The goal of Trump is to bring manufacturing back to the us, but it won’t happen. That requires a less uncertain environment so companies will invest in building here, for one thing. It also requires a workforce — and it’s unclear why Americans would choose to work in manufacturing jobs as long as they have other options.

Source: We just declared a trade war with the world

Taxes that don’t induce corruption? The case for Colombia, Canada, Mexico and the other countries in the wake of Trump’s victory

Those deals are meant to make people so beholden to you that they can’t do anything else. “I’m torn on whether this is just not well-thought out, or whether the uncertainty is part of the design.”
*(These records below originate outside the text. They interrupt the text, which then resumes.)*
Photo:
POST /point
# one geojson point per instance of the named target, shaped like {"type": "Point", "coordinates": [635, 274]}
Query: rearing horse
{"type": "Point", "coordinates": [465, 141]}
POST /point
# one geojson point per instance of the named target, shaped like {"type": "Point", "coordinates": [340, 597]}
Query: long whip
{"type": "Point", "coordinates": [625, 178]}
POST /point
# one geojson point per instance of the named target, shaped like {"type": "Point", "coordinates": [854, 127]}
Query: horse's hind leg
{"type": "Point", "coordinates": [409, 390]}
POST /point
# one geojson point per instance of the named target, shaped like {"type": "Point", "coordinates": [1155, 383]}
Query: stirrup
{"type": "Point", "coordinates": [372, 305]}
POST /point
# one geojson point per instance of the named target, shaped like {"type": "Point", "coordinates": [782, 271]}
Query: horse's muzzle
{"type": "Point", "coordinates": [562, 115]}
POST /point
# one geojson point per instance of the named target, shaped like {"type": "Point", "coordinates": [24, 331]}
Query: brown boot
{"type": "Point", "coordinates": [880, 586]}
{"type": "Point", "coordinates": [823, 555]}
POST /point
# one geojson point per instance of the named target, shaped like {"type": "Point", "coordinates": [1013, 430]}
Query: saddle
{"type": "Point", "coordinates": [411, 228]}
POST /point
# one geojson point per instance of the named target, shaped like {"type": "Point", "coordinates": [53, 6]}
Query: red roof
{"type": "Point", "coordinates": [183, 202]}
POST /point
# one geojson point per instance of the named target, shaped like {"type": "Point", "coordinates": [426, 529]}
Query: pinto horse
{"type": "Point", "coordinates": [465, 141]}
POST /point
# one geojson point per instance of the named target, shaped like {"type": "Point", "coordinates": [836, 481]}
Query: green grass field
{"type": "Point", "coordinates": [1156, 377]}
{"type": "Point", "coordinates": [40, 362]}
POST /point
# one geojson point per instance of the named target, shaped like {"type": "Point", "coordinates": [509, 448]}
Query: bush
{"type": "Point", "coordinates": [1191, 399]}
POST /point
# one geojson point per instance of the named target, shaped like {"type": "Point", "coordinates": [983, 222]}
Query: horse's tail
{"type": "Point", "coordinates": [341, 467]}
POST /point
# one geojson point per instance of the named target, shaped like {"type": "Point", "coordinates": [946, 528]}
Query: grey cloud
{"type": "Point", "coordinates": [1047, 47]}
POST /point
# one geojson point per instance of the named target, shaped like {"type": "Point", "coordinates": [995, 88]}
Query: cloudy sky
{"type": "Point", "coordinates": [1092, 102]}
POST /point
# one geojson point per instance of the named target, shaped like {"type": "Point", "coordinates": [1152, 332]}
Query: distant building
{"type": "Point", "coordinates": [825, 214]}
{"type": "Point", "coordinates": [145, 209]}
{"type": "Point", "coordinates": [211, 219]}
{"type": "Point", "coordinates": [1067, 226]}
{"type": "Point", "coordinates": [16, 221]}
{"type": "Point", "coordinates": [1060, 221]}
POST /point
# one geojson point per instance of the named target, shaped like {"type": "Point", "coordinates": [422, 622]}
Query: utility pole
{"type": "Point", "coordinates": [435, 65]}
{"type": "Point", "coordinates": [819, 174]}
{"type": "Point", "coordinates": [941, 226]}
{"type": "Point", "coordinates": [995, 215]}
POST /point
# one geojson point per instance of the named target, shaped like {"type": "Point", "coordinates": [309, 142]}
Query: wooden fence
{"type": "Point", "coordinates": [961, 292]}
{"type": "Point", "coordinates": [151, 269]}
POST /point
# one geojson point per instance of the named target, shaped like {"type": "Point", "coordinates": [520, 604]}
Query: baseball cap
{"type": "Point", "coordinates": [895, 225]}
What might one have to do in order to get such an exemption? Well, Colombia, Canada and Mexico provide examples: make a silly concession that lets Trump declare victory while changing nothing of note. After all, Trump is addled by television to a degree that as long as something sounds good on Fox News, it’s a win for him.

There is a set of global applied tariffs that they don’t understand. sane economist would not endorse this The TRUMP administration has decided to impose a bunch of taxes that will encourage blatant corruption and fail to encourage American manufacturing growth, leaving people and companies poorer. That is assuming that taxes don’t come into play.